La moitié des huit journalistes assassinés au Mexique cette année ont posté sur Facebook quelques heures avant leur assassinat. Presque tous se sont appuyés sur la plate-forme pour faire connaître leurs histoires.

Par Emily Green 11 novembre 2021​

JACINTO ROMERO FLORES A ÉTÉ ASSASSINÉ EN AOÛT, L'UN DES HUIT JOURNALISTES ASSASSINÉS AU MEXIQUE CETTE ANNÉE. SON TALK-SHOW A ÉTÉ TRANSMIS VIA FACEBOOK.

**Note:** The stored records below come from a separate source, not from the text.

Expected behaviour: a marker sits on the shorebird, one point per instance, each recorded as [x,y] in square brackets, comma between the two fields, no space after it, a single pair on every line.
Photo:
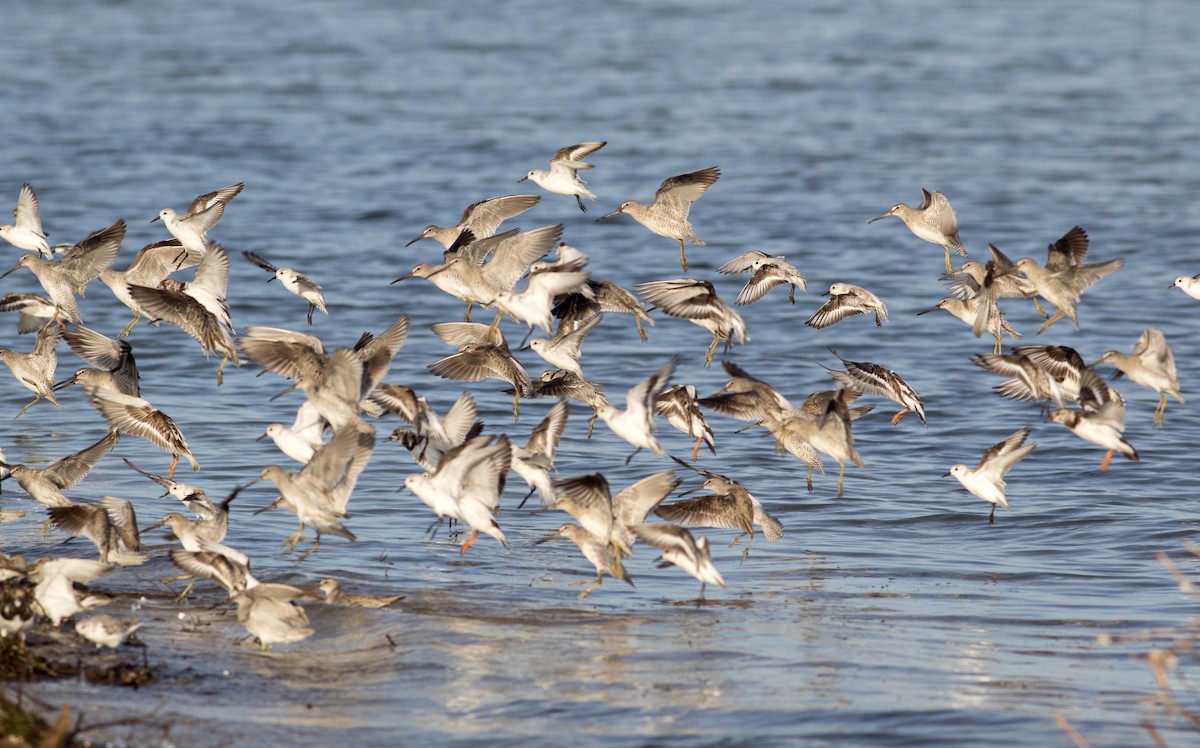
[846,300]
[1189,286]
[679,406]
[467,485]
[55,594]
[868,377]
[151,267]
[534,461]
[697,303]
[934,221]
[483,354]
[112,363]
[610,519]
[480,219]
[137,417]
[987,479]
[66,277]
[34,311]
[563,349]
[334,596]
[1047,374]
[967,311]
[730,506]
[667,215]
[563,177]
[295,282]
[1065,276]
[1150,364]
[1099,418]
[111,524]
[47,485]
[105,630]
[319,491]
[269,611]
[635,424]
[35,370]
[25,232]
[197,307]
[679,548]
[303,437]
[191,227]
[766,271]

MEXICO CITY - Dans les dernières heures de la vie de Fredy López Arévalo, il a publié sur Facebook des photos et des vidéos de sa famille réunie autour d'une grande table pour célébrer le 83e anniversaire de sa mère. « Un punch à la noix de coco pour la fille qui fête son anniversaire ! », a écrit López juste avant 17 heures le 28 octobre.
Alors qu'il rentrait de la fête trois heures plus tard, López a été abattu d'une seule balle dans la tête. Son assassin l'attendait alors qu'il s'arrêtait chez lui à San Cristóbal de las Casas, dans l'État du Chiapas, au sud du MexiqueLópez sortait une boîte d'avocats du coffre de sa voiture lorsqu'un homme est sorti de l'ombre et a appuyé sur la gâchette. Le père de six enfants est décédé sur le coup.
Il était le huitième journaliste assassiné au Mexique cette année, le nombre le plus élevé au monde, selon le Committee to Protect Journalists, un groupe international de défense des droits. Le neuvième, un journaliste du média conservateur Breitbart, est décédé dans de mystérieuses circonstances de noyade en octobre lors d'un voyage de reportage sur un groupe de milices dans le sud du Mexique.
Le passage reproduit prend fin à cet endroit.